Anonymous continues its cyber riot against ISIS, and attracts some grudging love from many who deeply disapprove of the anarchist collective.
India's government acknowledges that someone has accessed and exfiltrated classified information from its networks. Suspects remain unidentified.
The lovelorn are warned to beware Valentine cyberscamming.
As credit monitoring and identity-theft protection services begin for customers affected by the Anthem breach, the Insurance Insider's sources lead it to believe that Anthem's cyber coverage (said to be provided by AIG, and said to amount to $100M) will soon be exceeded by its liabilities. Anthem's travails spur other companies to think hard about encryption, privileged access, and value-at-risk.
Anthem's response provides an interesting case study in attack information disclosure: the company shared indicators of compromise (including MD5 hashes, IP addresses, and the email addresses used by attackers) with HITRUST's Cyber Threat Intelligence and Incidence Coordination Center. This may provide a useful comparison with the role envisioned for the new US Cyber Threat Intelligence Integration Center. That Center appears central to President Obama's information-sharing policy as he opens the California cyber summit today.
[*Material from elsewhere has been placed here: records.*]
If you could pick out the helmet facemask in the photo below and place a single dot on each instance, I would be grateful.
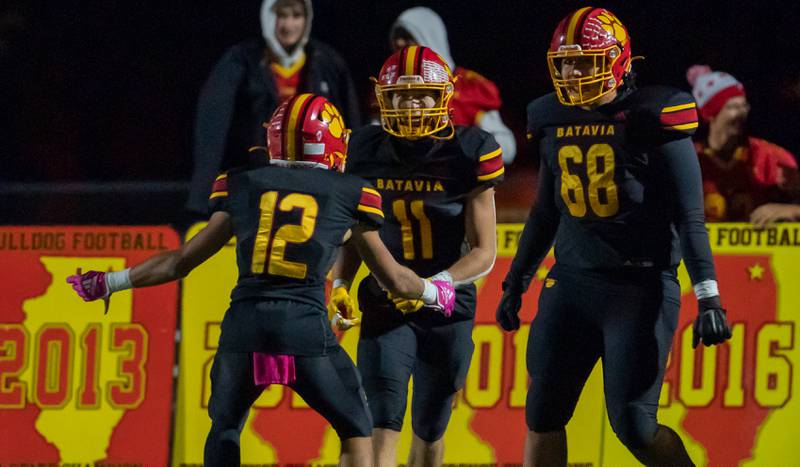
(417, 122)
(581, 77)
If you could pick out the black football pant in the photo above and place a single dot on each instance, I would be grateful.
(329, 384)
(627, 319)
(438, 357)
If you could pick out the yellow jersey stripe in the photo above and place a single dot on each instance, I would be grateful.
(370, 191)
(685, 126)
(496, 173)
(490, 155)
(675, 108)
(573, 23)
(291, 126)
(411, 59)
(370, 210)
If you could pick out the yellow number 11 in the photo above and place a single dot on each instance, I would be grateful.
(407, 231)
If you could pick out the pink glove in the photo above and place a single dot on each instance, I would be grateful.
(90, 286)
(445, 297)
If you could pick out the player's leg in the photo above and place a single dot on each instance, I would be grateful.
(233, 391)
(563, 346)
(331, 385)
(443, 358)
(638, 333)
(385, 362)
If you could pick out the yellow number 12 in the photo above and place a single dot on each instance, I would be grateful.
(289, 233)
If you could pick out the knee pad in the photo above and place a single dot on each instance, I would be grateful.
(634, 425)
(542, 415)
(430, 415)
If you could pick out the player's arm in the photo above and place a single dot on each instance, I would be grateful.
(536, 240)
(397, 279)
(346, 266)
(480, 228)
(159, 268)
(681, 170)
(537, 235)
(177, 264)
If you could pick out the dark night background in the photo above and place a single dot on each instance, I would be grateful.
(99, 91)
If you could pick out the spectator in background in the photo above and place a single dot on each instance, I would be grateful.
(476, 101)
(251, 79)
(740, 172)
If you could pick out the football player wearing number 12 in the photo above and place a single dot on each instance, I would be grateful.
(289, 218)
(436, 182)
(620, 194)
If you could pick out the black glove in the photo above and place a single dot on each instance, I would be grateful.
(508, 309)
(711, 326)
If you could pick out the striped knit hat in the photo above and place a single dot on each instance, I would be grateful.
(712, 89)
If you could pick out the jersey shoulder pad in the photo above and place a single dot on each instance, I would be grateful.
(539, 112)
(218, 199)
(367, 201)
(474, 87)
(484, 152)
(664, 111)
(364, 142)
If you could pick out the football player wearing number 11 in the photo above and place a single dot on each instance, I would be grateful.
(436, 182)
(620, 194)
(289, 218)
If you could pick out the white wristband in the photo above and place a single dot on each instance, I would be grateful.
(119, 280)
(443, 275)
(706, 289)
(430, 294)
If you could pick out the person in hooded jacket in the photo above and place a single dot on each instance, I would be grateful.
(476, 101)
(248, 83)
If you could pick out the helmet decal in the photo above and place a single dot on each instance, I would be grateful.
(589, 55)
(418, 75)
(308, 130)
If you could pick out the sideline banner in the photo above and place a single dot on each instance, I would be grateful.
(732, 405)
(78, 387)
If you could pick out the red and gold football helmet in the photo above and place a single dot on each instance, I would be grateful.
(589, 55)
(415, 71)
(308, 130)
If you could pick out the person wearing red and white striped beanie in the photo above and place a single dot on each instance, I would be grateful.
(740, 172)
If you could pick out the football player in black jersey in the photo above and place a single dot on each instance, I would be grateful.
(620, 195)
(436, 182)
(289, 221)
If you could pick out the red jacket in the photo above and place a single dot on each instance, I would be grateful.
(759, 172)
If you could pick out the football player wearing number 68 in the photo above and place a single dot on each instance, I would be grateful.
(620, 194)
(289, 217)
(437, 182)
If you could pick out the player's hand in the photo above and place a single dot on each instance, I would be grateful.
(90, 286)
(711, 326)
(507, 314)
(340, 309)
(406, 305)
(445, 296)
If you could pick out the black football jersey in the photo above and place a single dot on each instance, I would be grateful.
(615, 208)
(424, 187)
(289, 224)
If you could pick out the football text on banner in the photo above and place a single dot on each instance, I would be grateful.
(742, 390)
(76, 386)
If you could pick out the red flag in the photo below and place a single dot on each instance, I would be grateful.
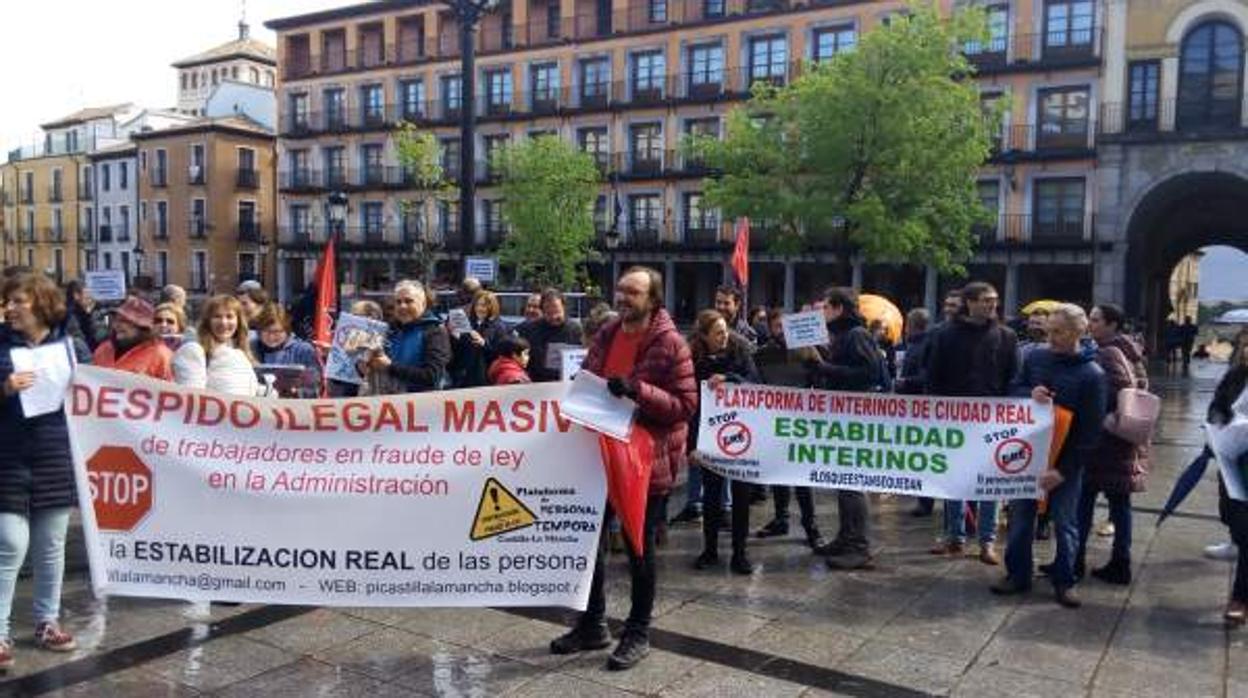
(326, 292)
(628, 481)
(741, 252)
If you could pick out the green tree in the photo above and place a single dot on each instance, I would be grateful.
(877, 149)
(548, 200)
(421, 157)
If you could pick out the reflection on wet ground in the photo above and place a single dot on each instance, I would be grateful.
(916, 624)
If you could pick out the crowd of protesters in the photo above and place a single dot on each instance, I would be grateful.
(1062, 355)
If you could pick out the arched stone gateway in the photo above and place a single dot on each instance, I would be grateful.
(1158, 204)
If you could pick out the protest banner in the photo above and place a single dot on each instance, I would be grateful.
(477, 497)
(355, 337)
(808, 329)
(944, 447)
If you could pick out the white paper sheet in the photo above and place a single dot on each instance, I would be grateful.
(53, 368)
(590, 405)
(805, 329)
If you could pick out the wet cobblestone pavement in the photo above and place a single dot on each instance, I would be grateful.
(915, 624)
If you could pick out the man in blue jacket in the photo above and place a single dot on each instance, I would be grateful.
(1066, 373)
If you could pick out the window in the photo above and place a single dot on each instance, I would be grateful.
(769, 58)
(372, 105)
(199, 217)
(1058, 209)
(412, 99)
(1068, 25)
(161, 220)
(161, 267)
(705, 69)
(371, 160)
(544, 86)
(298, 111)
(451, 100)
(644, 212)
(335, 166)
(553, 19)
(645, 145)
(833, 40)
(1143, 80)
(594, 141)
(999, 34)
(990, 197)
(498, 91)
(1209, 76)
(702, 222)
(648, 73)
(658, 11)
(200, 270)
(1063, 117)
(595, 76)
(335, 109)
(371, 220)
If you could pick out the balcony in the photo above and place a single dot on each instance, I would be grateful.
(1056, 49)
(247, 177)
(250, 231)
(1017, 230)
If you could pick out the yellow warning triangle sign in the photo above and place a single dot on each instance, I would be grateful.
(499, 512)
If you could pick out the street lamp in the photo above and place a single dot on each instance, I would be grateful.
(469, 14)
(337, 214)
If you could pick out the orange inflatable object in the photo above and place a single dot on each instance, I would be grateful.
(877, 307)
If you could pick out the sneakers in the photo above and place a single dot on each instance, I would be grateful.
(633, 647)
(1222, 551)
(582, 638)
(688, 515)
(950, 548)
(774, 528)
(50, 636)
(1067, 598)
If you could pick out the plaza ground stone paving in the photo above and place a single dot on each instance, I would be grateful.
(916, 624)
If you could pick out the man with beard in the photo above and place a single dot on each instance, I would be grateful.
(643, 357)
(553, 329)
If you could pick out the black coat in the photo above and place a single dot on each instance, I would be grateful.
(36, 467)
(1078, 385)
(971, 360)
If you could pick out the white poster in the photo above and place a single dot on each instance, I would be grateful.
(924, 446)
(477, 497)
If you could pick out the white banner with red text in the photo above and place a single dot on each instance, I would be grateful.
(924, 446)
(478, 497)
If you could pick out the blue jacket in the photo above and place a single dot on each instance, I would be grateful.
(36, 468)
(1078, 385)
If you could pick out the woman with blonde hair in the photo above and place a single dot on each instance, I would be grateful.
(224, 336)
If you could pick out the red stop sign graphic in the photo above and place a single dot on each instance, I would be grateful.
(121, 487)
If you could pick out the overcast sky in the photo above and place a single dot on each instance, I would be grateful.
(61, 55)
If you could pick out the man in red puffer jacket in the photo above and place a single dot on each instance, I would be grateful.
(643, 357)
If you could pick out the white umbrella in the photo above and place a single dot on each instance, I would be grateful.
(1238, 316)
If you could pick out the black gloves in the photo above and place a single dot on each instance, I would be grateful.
(620, 388)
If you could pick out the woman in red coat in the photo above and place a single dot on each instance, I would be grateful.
(132, 344)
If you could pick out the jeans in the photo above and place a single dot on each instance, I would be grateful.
(851, 510)
(694, 491)
(713, 512)
(1062, 505)
(955, 521)
(43, 533)
(1120, 515)
(781, 496)
(642, 570)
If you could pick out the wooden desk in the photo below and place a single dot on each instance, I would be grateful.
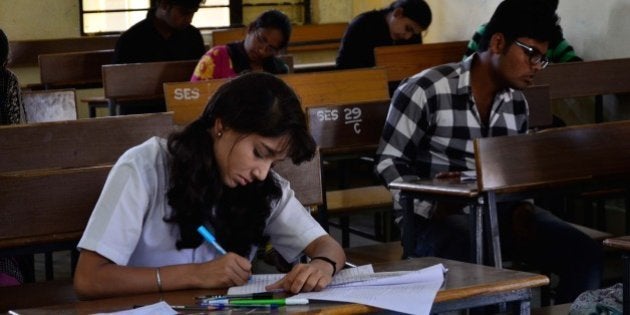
(450, 190)
(188, 99)
(517, 167)
(466, 285)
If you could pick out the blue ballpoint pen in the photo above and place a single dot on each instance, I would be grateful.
(211, 239)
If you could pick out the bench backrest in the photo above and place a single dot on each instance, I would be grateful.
(303, 37)
(49, 105)
(539, 106)
(26, 52)
(340, 129)
(143, 80)
(403, 61)
(556, 156)
(52, 175)
(74, 69)
(187, 100)
(83, 142)
(305, 179)
(587, 78)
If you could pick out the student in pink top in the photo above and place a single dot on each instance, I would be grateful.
(266, 37)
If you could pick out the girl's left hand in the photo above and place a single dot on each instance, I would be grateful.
(314, 276)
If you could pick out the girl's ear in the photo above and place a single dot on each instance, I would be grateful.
(217, 129)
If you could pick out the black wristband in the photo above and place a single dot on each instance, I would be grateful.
(328, 260)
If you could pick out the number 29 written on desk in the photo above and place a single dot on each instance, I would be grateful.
(186, 94)
(351, 116)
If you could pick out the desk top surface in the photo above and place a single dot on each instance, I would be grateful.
(447, 187)
(463, 280)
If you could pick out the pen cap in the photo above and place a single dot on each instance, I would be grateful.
(296, 301)
(205, 233)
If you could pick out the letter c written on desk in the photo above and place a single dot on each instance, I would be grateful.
(186, 94)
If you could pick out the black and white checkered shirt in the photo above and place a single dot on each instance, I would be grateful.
(433, 120)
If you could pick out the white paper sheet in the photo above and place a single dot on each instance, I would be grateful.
(409, 292)
(159, 308)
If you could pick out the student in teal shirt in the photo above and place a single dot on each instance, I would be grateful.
(559, 49)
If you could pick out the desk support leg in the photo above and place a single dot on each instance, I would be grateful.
(409, 225)
(92, 110)
(493, 228)
(476, 221)
(112, 107)
(626, 282)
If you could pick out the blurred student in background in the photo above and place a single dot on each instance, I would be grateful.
(401, 23)
(164, 35)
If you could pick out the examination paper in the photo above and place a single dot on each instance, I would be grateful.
(409, 292)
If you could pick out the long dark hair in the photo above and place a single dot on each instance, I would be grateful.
(254, 103)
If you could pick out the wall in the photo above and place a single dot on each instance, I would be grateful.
(596, 29)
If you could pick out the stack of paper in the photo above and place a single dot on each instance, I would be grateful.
(409, 292)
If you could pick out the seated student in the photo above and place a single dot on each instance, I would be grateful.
(401, 23)
(164, 35)
(11, 107)
(216, 172)
(266, 37)
(430, 127)
(559, 48)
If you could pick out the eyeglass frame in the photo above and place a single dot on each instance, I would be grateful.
(535, 56)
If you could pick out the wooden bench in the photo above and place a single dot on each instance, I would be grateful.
(25, 53)
(188, 99)
(559, 160)
(126, 83)
(51, 175)
(311, 37)
(403, 61)
(74, 69)
(348, 131)
(590, 78)
(49, 105)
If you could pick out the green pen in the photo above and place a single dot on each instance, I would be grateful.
(258, 302)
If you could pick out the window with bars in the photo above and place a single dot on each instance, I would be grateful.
(101, 17)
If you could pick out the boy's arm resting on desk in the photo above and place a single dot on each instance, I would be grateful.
(317, 274)
(98, 277)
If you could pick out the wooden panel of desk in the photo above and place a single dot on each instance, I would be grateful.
(463, 281)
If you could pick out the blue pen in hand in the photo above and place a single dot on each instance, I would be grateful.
(210, 238)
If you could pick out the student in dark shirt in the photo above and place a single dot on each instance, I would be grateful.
(11, 107)
(165, 35)
(266, 37)
(401, 23)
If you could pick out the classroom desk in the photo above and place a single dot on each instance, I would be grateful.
(451, 190)
(466, 285)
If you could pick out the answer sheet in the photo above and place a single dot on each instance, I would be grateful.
(409, 292)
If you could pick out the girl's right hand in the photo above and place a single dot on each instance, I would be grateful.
(225, 271)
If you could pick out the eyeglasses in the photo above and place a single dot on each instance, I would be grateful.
(262, 41)
(535, 57)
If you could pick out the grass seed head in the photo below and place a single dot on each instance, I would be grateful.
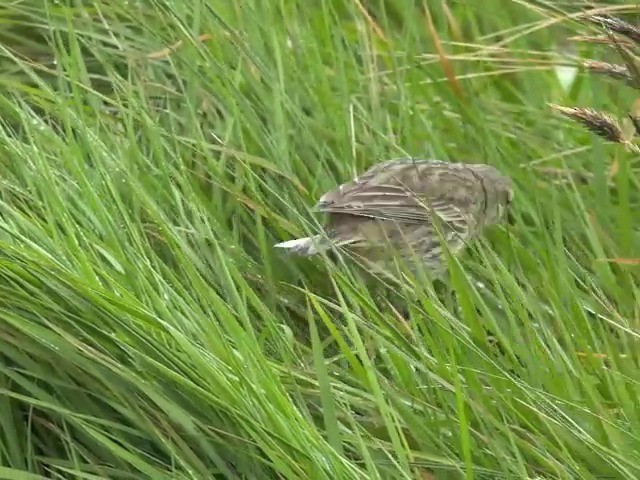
(599, 123)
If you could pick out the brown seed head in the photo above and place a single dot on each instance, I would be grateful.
(601, 124)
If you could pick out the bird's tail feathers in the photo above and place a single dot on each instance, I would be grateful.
(312, 245)
(306, 246)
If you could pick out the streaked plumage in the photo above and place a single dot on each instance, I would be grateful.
(396, 207)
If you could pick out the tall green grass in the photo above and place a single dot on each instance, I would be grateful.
(152, 153)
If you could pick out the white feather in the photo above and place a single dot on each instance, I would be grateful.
(303, 246)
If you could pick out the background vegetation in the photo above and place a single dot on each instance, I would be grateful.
(153, 151)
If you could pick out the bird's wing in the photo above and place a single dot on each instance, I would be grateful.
(402, 191)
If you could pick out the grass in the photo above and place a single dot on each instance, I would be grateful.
(152, 153)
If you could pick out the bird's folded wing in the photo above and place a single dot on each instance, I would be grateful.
(402, 209)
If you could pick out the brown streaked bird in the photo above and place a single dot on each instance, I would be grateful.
(396, 207)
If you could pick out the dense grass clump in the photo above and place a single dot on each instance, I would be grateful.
(152, 153)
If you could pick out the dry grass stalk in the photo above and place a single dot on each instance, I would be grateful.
(618, 26)
(601, 39)
(601, 124)
(611, 70)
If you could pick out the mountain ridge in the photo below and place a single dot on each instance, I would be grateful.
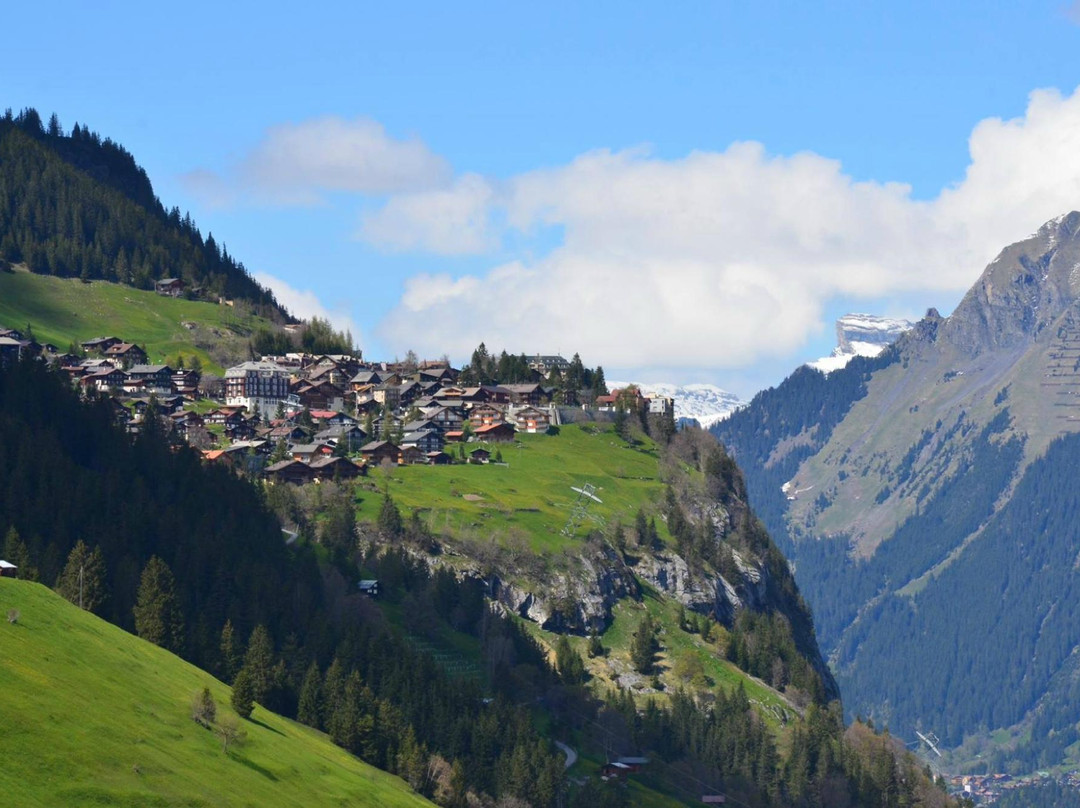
(906, 490)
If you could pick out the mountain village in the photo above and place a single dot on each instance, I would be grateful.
(302, 417)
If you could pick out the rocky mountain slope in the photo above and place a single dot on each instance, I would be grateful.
(861, 335)
(706, 404)
(912, 486)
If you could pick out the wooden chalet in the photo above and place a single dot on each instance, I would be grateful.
(291, 471)
(484, 415)
(413, 456)
(99, 345)
(308, 452)
(376, 452)
(445, 418)
(527, 394)
(126, 352)
(427, 441)
(169, 286)
(336, 468)
(532, 420)
(495, 432)
(159, 377)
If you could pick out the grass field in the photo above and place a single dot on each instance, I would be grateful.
(531, 495)
(95, 716)
(66, 310)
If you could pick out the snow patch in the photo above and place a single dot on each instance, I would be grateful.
(706, 404)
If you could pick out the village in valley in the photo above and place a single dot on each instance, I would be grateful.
(301, 417)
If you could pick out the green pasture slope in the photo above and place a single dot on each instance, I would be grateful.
(64, 310)
(95, 716)
(530, 496)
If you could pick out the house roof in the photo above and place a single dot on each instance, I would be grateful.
(284, 465)
(148, 368)
(308, 448)
(244, 367)
(375, 445)
(414, 438)
(491, 428)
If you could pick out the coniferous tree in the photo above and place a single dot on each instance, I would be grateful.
(333, 690)
(568, 662)
(82, 581)
(243, 694)
(310, 710)
(643, 646)
(599, 385)
(258, 662)
(231, 658)
(157, 610)
(390, 519)
(16, 552)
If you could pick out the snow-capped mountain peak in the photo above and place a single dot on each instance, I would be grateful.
(861, 335)
(704, 403)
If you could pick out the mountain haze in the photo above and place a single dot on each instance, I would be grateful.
(926, 496)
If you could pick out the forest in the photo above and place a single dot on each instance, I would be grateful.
(192, 557)
(76, 205)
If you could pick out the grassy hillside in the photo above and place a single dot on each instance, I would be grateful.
(96, 716)
(525, 503)
(530, 495)
(66, 310)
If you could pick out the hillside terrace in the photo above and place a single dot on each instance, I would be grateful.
(335, 416)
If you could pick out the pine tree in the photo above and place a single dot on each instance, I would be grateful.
(599, 385)
(16, 552)
(643, 646)
(258, 662)
(595, 647)
(333, 690)
(157, 610)
(243, 694)
(230, 652)
(82, 581)
(310, 711)
(390, 519)
(568, 662)
(203, 709)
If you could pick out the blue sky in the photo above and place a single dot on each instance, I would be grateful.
(644, 185)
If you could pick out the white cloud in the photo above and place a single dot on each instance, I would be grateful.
(306, 305)
(720, 259)
(450, 221)
(297, 163)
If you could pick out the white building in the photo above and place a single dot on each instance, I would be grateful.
(258, 386)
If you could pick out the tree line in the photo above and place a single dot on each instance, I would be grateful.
(75, 205)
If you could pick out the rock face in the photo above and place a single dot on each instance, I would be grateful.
(1022, 293)
(899, 482)
(581, 601)
(861, 335)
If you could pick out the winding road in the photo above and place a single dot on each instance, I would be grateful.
(571, 756)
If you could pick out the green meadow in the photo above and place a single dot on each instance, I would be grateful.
(64, 310)
(530, 495)
(95, 716)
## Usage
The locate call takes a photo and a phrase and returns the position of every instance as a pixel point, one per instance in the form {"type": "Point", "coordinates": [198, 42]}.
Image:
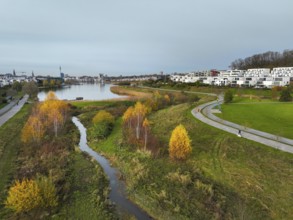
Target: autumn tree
{"type": "Point", "coordinates": [140, 110]}
{"type": "Point", "coordinates": [33, 130]}
{"type": "Point", "coordinates": [146, 126]}
{"type": "Point", "coordinates": [53, 112]}
{"type": "Point", "coordinates": [180, 144]}
{"type": "Point", "coordinates": [103, 124]}
{"type": "Point", "coordinates": [128, 116]}
{"type": "Point", "coordinates": [51, 96]}
{"type": "Point", "coordinates": [30, 88]}
{"type": "Point", "coordinates": [24, 196]}
{"type": "Point", "coordinates": [285, 95]}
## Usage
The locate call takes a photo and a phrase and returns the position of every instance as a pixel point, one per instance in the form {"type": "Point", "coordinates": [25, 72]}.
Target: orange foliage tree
{"type": "Point", "coordinates": [180, 143]}
{"type": "Point", "coordinates": [33, 130]}
{"type": "Point", "coordinates": [103, 124]}
{"type": "Point", "coordinates": [23, 196]}
{"type": "Point", "coordinates": [146, 125]}
{"type": "Point", "coordinates": [49, 115]}
{"type": "Point", "coordinates": [140, 110]}
{"type": "Point", "coordinates": [28, 194]}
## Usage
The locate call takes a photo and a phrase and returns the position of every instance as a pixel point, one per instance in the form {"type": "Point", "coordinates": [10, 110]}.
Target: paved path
{"type": "Point", "coordinates": [12, 110]}
{"type": "Point", "coordinates": [204, 114]}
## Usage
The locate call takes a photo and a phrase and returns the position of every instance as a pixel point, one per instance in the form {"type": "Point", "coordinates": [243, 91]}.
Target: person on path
{"type": "Point", "coordinates": [239, 133]}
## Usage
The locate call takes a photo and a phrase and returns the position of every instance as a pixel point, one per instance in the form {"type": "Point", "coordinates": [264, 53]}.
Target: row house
{"type": "Point", "coordinates": [258, 78]}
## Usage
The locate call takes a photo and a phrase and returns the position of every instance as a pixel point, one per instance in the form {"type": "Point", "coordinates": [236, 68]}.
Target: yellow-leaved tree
{"type": "Point", "coordinates": [103, 124]}
{"type": "Point", "coordinates": [140, 110]}
{"type": "Point", "coordinates": [33, 131]}
{"type": "Point", "coordinates": [53, 112]}
{"type": "Point", "coordinates": [146, 125]}
{"type": "Point", "coordinates": [103, 116]}
{"type": "Point", "coordinates": [180, 144]}
{"type": "Point", "coordinates": [24, 196]}
{"type": "Point", "coordinates": [128, 116]}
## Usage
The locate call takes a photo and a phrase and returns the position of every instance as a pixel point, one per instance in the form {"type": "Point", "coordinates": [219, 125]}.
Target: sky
{"type": "Point", "coordinates": [126, 37]}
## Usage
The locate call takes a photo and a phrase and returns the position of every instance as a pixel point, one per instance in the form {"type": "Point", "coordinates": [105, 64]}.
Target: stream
{"type": "Point", "coordinates": [118, 189]}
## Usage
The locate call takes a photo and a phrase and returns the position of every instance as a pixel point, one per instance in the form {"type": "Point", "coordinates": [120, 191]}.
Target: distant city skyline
{"type": "Point", "coordinates": [138, 37]}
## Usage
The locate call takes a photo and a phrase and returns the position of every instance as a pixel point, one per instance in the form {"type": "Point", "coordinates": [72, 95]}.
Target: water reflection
{"type": "Point", "coordinates": [87, 91]}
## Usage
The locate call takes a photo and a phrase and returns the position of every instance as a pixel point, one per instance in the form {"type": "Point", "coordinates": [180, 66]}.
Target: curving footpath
{"type": "Point", "coordinates": [205, 114]}
{"type": "Point", "coordinates": [13, 109]}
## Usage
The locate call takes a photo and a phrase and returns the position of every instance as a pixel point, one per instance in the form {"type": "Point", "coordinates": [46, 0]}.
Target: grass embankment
{"type": "Point", "coordinates": [81, 184]}
{"type": "Point", "coordinates": [133, 93]}
{"type": "Point", "coordinates": [9, 149]}
{"type": "Point", "coordinates": [225, 177]}
{"type": "Point", "coordinates": [275, 118]}
{"type": "Point", "coordinates": [89, 190]}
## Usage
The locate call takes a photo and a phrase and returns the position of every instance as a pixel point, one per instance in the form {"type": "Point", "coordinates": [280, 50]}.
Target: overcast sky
{"type": "Point", "coordinates": [138, 36]}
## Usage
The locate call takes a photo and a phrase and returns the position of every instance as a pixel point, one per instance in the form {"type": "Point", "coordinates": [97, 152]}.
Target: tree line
{"type": "Point", "coordinates": [268, 59]}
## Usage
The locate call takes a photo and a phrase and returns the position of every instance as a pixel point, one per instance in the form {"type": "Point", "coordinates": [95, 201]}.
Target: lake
{"type": "Point", "coordinates": [87, 91]}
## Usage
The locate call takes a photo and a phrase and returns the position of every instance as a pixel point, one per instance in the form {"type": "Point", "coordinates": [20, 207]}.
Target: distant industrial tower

Reaction to Center and summit remain mixed (the Hill calls some CEOs' decision to stay home a "snub;" the Electronic Frontier Foundation summarizes the skeptical take on the CTIIC) but significant executive orders are expected shortly.
Cyber security story stocks continue to rise post-Anthem.
The NIST framework turns one year old, and receives positive reviews.
Russia appears ready to ban VPNs and Tor as it continues to ratchet up censorship.